How COVID-19 Will Affect Architecture and Urban Design
Throughout human history, architecture has been influenced by pandemics. The cholera outbreak in the 1850s brought to light the need for modern city plumbing and caused much of today’s infrastructure to be built. The 19th century and early 20th century outbreaks of smallpox, tuberculosis, and Spanish flu led to the construction of many city public parks as people needed more access to the outdoors. Since history has a way of repeating itself, likely the coronavirus pandemic will also have an impact on modern-day architecture and building design. Possibly in the following ways.
Common spaces get more personal
The social distancing mandates forced some businesses to get creative during COVID-19. A German cafe used hats modded with pool noodles to make sure customers were staying six feet away from each other. A restaurant in Amsterdam began to use personal glass pods to stay within the CDC guidelines and continue serving. While it is doubtful that wearing pool noodles or installing glass pods will become a trend, architects may become more conscious of personal space in building design moving forward. Seating in restaurants and offices could shift to modular pods, a more spacious layout with the option of sealing off sections if necessary. The trend of open and unassigned seating popularized by startups and New Age restaurants may have come to an end.
As the stay at home orders extended, social media exploded with the universal frustration of staying indoors. New York, Bogota, and more cities responded by closing down roads, allowing people to walk in the fresh air. Quarantine may have revealed a need for more open-air spaces and recreational facilities in urban design. Cities may be on the brink of an outdoor courtyard, rooftop patios, and public park boom. Either way, accessibility to fresh air will probably be more of a concern in city architectural design.
To help stop the spread of COVID-19, Walmart, Amazon, and more began taking the temperature and scanning all employees before they entered the building. As more and more companies return to work, this could become automated. Medical sensors like Soter Technologies’s SymptomSense may become a staple in building design, making sure anyone displaying symptoms is identified before they enter the building.
Additionally, architects may increase the use of touchless technology, extending past the restroom sink and soap dispensers. Automatic doors, hands-free light switches, and temperature controls are all accessible and could be worth the additional cost in the long run.
During the initial outbreak, new patients were coming to hospitals faster than beds were available. Hotels and convention centers were quickly converted to emergency medical facilities to temporarily host the sick. This pressing need for space led to the record-breaking construction of the Wuhan and Leishenshan hospitals in China. Using modular construction, field teams put these facilities together in two weeks.
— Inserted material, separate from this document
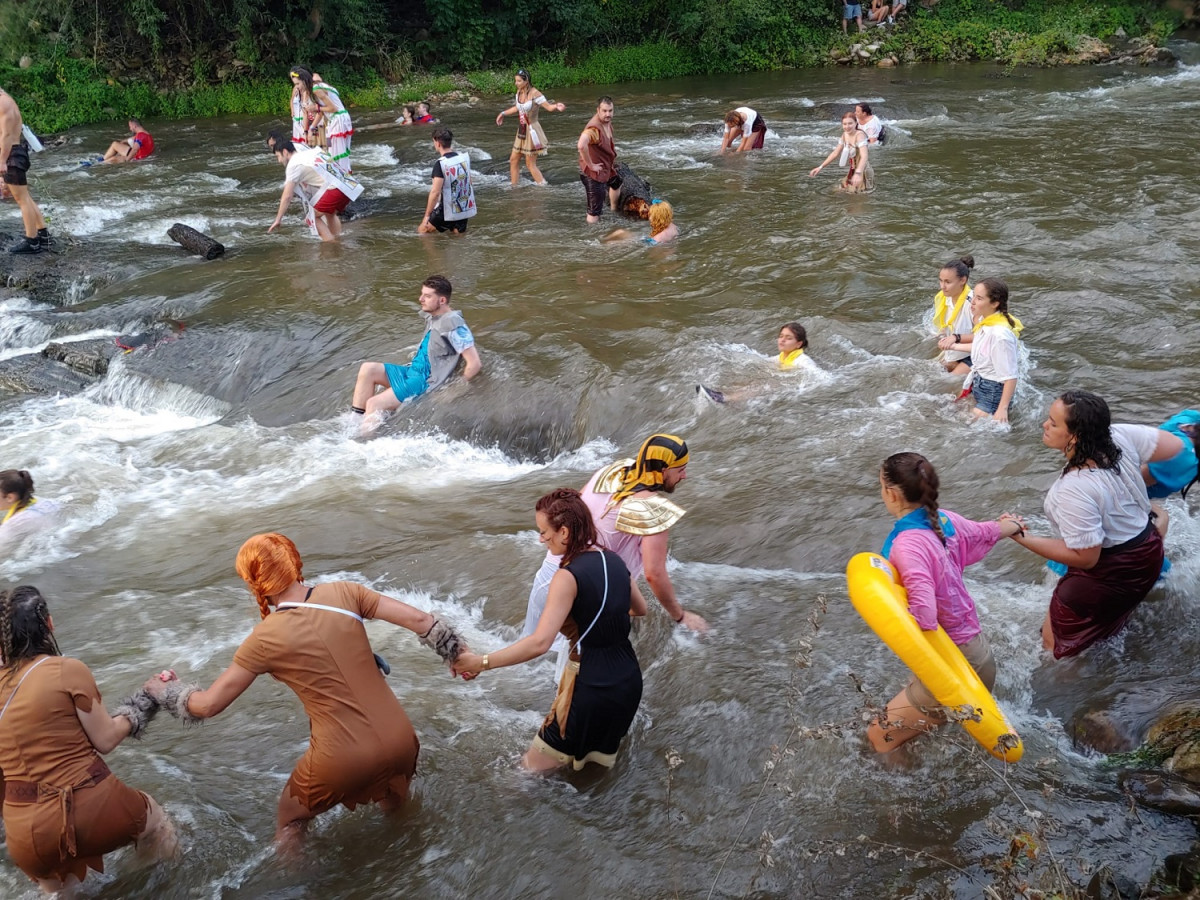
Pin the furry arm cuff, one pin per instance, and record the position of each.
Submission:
(174, 701)
(139, 709)
(443, 641)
Modular construction company Blox used BIM modeling to create high tech mobile isolation care units in a few weeks. The case for modular construction has been made. In the future, modular construction will presumably have more of a seat at the table.
COVID-19 has already affected construction in many ways. Stereotypically a laggard in new technology adoption, the pandemic forced an industry-wide digital transformation. From remote work to PPE, it is hard to pinpoint which changes will be the most long-lasting. One thing is sure, construction will continue to demonstrate resilience by innovating and moving forward.